¿Quiénes son esos
ciento cuarenta y cuatro mil vestidos de blanco?
Esos son los que se han liberado de
sus cadenas y
han lavado sus ropas
en la sangre que brota de la fuente
del Cordero
Apocalipsis 7, 14-15
Sed felices. Estad alegres y
contentos
Mateo 5, 12
El peregrino llegó hasta un soto. Además del río, una fuente regalaba su
agua filtrada desde las sierras próximas.
Y encontró un sitio apropiado para sentarse.
Y así lo hizo después de refrescarse. El calor remitía algo, igual que el
cansancio. Pero no tenía ganas de seguir.
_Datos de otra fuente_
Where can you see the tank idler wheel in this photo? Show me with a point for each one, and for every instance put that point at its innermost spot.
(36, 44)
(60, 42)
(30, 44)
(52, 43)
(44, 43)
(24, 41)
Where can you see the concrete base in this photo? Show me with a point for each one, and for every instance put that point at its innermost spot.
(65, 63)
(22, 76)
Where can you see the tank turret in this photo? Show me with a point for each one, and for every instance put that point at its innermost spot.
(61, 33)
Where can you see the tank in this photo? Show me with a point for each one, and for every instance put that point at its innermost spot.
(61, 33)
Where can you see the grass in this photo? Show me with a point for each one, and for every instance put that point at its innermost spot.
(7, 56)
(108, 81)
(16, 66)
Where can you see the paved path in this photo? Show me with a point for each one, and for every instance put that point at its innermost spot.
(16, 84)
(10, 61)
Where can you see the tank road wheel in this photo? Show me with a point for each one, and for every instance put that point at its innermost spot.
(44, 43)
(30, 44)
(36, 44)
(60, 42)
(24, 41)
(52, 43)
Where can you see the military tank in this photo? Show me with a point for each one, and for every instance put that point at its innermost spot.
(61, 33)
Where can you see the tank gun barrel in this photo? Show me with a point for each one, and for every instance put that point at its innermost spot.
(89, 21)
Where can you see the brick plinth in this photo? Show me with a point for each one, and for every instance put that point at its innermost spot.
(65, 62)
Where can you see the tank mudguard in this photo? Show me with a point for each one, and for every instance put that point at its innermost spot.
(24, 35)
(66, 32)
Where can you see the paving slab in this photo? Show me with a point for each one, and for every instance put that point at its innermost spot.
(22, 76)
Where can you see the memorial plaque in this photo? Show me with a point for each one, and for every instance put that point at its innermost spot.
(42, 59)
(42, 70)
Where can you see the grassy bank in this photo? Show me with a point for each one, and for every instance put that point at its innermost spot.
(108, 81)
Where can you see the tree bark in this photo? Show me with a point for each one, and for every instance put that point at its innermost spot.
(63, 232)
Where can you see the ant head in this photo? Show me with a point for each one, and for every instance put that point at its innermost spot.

Temía volver a ponerse en camino. Venía cansado. Se podría decir
derrotado, desencantado.
No se sentía capaz de continuar.
La fuente tenía una pileta y en ella decidió lavar algo de su ropa. No
tenía jabón, solo agua fresca. Dejó que
el agua de la fuente empapara la ropa, la traspasara. Observaba como se iba
diluyendo la suciedad y aparecían, potentes y libres, los colores originales.
Se alegró ante este acontecimiento insignificante, sencillo. Y sintió necesidad
de que el río, con él, hiciera lo mismo.
Se zambulló en él. Sintió en carne propia lo que había observado a pie de
fuente. Su piel, limpia, cantaba por si misma. Esta piel, abierta y receptiva,
mientras se secaba en la orilla, sentía como llegaba hasta él la brisa de la
tarde y los recuerdos de antaño.
Fueron apareciendo y los fue evocando. Sobre todo aparecieron rostros.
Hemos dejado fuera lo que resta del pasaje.